安全なパスワードの作り方|長さ・文字種の考え方と管理のコツ
「記号を混ぜれば安全」と思われがちですが、パスワードの強さを決める最大の要素は文字種ではなく長さです。組み合わせ数の実際、避けるべき作り方、そして作ったあとの管理方法までをまとめます。
強さを決めるのは文字種より「長さ」
総当たり攻撃で試される組み合わせの数は「文字種の数 の 文字数乗」です。文字種を増やすと底が大きくなりますが、長さを増やすと指数が大きくなります。指数のほうが効き方が圧倒的に強い、というのがポイントです。
| 文字の種類 | 8文字 | 12文字 | 16文字 |
|---|---|---|---|
| 英小文字のみ(26種) | 約 2×10^11 | 約 9×10^16 | 約 4×10^22 |
| 英大小+数字(62種) | 約 2×10^14 | 約 3×10^21 | 約 5×10^28 |
| 英大小+数字+記号(94種) | 約 6×10^15 | 約 5×10^23 | 約 4×10^31 |
表を横に見ると、8文字から12文字に伸ばすだけで組み合わせ数が7桁前後増えることが分かります。一方、縦に見た「記号を足す」効果は2桁程度です。記号を足して覚えにくくするより、4文字伸ばすほうが効率が良いということになります。
避けるべきパスワードの作り方
攻撃側は完全なランダム総当たりだけを行うわけではありません。人間が作りがちなパターンを先に試すため、以下のような作り方は長さのわりに弱くなります。
- 辞書に載っている単語をそのまま使う(Password、baseball など)
- 文字を記号に置き換えただけの変形(p@ssw0rd など)。
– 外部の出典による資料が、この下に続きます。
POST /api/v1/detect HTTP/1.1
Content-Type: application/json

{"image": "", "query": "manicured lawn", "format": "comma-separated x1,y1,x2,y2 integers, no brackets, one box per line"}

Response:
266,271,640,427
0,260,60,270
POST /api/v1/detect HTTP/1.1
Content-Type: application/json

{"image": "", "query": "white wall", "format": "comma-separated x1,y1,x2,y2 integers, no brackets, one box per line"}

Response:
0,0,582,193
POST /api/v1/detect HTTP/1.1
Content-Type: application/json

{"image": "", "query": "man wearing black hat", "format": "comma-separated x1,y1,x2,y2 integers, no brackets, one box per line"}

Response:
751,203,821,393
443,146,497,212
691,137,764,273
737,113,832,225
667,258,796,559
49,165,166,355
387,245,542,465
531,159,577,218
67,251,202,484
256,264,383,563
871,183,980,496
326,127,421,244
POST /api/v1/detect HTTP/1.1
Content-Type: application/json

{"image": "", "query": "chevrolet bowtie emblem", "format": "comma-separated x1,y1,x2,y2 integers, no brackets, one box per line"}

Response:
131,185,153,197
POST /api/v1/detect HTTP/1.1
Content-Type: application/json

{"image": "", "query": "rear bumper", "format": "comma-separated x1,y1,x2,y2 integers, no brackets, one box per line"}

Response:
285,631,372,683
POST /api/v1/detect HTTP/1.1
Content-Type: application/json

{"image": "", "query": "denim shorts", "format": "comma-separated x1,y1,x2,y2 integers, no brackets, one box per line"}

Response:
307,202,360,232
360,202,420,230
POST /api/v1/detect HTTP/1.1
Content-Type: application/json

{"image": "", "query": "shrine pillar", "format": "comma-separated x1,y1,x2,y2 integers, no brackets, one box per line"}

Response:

この置換ルールは攻撃ツールに組み込み済みです
- 誕生日、電話番号、社名、ペットの名前などSNSから推測できる情報
- キーボードの並び(qwerty、1qaz2wsx など)
- サービス名を末尾に付けただけの使い回し(同じ土台 + amazon / + google など)
- 末尾の数字だけを変える定期変更(Spring2025! → Summer2025!)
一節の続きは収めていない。